Attention Deficit Disorder
Listening to a market analyst based in New York earlier this week I heard him refer to the stock market as having, “attention deficit disorder.” I don’t disagree but the same description can be equally applied to the commodity markets as well. One description of attention deficit disorder is, “A chronic condition including attention difficulty, hyperactivity, and impulsiveness.”
The chief investment office at Greenwood Capital Associates was recently quoted as stating, “the markets...can’t figure out what they want. There is a lot of emotional reaction going on.” Those statements were intended for the stock and bond markets because both dropped 10 percent in the final week of January and first week of February. However, commodities as measured by the CRB Index also dropped 10 percent during that time frame.
One reason for the sharp decline with stocks, bonds and commodities is the fear the Fed will continue to hike interest rates to slow the economy and keep inflationary pressures in check. Reinforcing those fears and justifying the 10 percent break that shook the bulls to their very core was this week’s Consumer Price Index report that showed for the first time in nine years, inflationary pressures are above expectations.
According to Bloomberg News, U.S consumer prices rose 0.5 percent from the previous month, above expectations. The so-called core gauge that excludes volatile good and energy costs rose 0.3 percent, also above expectation. And, year over year, the percentage rise with inflation was, above expectations.
When the CPI report hit the wires, the yields on 10-year Treasuries rose to 2.86 percent, a four-year high, which was the normal reaction from the marketplace. For the first time in nine years, based on the CPI report, inflationary pressures are rearing their ugly head which nearly guarantees the Fed will continue to hike rates.
Historically, higher rates is bullish the dollar.
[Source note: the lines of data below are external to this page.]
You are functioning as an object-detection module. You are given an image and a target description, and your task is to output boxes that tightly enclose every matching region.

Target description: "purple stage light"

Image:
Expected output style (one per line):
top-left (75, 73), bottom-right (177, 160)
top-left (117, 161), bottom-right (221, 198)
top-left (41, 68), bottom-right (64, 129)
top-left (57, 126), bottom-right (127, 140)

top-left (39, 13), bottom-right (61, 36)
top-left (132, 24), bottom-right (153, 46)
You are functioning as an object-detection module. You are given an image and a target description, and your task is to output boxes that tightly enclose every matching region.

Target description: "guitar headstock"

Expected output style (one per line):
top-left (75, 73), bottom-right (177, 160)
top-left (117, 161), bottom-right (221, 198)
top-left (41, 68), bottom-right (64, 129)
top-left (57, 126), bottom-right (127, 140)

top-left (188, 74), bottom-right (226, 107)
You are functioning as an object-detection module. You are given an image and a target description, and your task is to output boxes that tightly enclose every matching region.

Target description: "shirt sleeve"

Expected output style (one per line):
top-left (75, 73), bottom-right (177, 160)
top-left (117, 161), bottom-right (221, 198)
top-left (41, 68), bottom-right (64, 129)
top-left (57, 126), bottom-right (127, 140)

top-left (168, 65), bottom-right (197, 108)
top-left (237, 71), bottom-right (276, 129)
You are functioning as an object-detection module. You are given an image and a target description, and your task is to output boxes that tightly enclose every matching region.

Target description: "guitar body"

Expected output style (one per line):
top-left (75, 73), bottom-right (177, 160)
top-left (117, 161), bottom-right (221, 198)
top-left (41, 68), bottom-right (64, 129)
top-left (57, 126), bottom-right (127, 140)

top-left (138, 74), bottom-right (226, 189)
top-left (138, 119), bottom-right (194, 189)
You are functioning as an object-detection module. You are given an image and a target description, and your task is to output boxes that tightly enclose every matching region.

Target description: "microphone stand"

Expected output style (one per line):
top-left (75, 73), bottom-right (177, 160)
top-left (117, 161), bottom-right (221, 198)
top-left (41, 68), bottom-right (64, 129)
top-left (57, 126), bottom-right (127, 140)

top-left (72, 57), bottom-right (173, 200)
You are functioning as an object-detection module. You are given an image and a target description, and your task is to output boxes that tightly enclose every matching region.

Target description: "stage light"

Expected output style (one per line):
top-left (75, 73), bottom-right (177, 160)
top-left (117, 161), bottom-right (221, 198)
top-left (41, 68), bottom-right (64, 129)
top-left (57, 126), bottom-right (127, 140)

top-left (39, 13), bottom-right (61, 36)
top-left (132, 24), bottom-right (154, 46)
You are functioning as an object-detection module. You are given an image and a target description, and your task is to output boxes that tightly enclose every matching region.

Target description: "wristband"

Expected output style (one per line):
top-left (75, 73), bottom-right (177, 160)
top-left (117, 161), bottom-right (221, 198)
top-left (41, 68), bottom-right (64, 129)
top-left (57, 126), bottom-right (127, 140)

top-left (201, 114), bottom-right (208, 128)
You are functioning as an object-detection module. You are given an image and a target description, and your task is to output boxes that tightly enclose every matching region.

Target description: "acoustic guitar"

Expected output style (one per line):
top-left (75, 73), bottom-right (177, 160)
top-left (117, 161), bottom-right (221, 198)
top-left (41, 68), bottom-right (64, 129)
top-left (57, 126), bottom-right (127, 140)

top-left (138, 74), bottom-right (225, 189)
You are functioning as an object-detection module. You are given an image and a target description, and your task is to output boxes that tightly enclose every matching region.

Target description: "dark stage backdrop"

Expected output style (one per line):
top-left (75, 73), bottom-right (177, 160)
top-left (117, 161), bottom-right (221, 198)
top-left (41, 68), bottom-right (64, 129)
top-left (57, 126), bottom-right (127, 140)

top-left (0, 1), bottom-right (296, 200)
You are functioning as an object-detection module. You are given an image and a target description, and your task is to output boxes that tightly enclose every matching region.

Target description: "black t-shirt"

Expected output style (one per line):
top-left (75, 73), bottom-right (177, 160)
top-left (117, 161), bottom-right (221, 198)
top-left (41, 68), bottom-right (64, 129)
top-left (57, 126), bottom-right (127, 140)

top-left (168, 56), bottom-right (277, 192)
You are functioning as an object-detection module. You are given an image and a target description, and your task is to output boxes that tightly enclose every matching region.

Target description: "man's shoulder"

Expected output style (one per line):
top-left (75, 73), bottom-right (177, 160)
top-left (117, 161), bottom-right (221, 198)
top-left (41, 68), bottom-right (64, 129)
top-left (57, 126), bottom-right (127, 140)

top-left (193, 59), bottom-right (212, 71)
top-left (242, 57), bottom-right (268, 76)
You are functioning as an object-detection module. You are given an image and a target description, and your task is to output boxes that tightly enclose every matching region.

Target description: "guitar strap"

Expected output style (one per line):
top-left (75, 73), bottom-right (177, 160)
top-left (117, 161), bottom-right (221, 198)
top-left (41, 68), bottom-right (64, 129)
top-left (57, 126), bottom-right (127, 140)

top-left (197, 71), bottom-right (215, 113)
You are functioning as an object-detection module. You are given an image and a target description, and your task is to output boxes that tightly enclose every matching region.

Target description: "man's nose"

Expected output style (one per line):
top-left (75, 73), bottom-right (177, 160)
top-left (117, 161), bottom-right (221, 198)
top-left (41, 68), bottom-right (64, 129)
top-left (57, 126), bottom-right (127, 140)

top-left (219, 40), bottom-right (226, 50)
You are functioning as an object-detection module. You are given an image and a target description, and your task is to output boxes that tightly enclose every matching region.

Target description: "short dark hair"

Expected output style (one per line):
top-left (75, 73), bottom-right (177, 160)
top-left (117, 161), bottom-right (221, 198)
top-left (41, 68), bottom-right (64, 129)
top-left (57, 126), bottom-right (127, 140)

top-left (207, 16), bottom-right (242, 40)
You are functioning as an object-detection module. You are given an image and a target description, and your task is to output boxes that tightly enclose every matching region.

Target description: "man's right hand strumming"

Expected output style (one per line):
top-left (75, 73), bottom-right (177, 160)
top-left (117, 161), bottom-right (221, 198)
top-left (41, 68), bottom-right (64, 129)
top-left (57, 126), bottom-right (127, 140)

But immediately following the CPI report, the dollar did a nose dive, falling to its lowest point in over two years. Also, based on history, as the dollar declines in value, inflationary pressures tend to rise. Thus, with the Fed hiking rates and a CPI report screaming inflation is here, the dollar moved south and defied history.
If there was ever a classic example of “attention deficit disorder” plaguing a market, it would be the dollar and how it is now reacting to higher interest rates and solid economic data regarding the economy. But the problem facing the greenback are the massive budget deficits on the horizon and the “jawboning,” the "bad mouthing” of the dollar coming from the White House.
Bloomberg News said it best a few days ago. “Congress’s bipartisan vote last week to increase spending by nearly $300 billion over the next two years comes on the heels of a $1.5 trillion tax cut that could boost domestic demand and the country’s trade gap. Strategists are taking heed, zeroing in on America’s twin deficits as a likely catalyst of continued greenback weakness following February’s brief respite.”
No doubt, there is another big battle underway in the financial markets. The Fed is hiking rates to keep inflationary pressures in check which, based on history, has always supported the dollar. But the budget deficits and bad mouthing the dollar tends to cause inflationary pressures. Who, you ask, will likely win the battle?
From, thebalance.com come the following comments. “What, "don't fight the Fed" means is that, based on historical averages, investors can do well to invest in a way that aligns with current monetary policies of the Federal Reserve Board, rather than against them.”
And, thebalance.com goes on to state clearly, “the saying suggests an investor should stay fully invested when the Fed is lowering interest rates or keeping them low. When the Fed starts to raise rates, it does so to prevent the economy from overheating, which could then fuel higher rates of inflation. Rising rates also coincides with the late phase of the business cycle, which immediately precedes a bear market.”
Moving forward, it comes down to expectations. If inflationary pressure exceeds expectations, the Fed will hike rates, which is bearish most markets. If the Fed hikes rates faster than expectations, it is bearish most markets.
I will not fight the Fed as they tend to get what they want. In my view, the Fed wants one thing and the market bulls want another. It is no wonder some believe the markets are in throes of attention deficit disorder.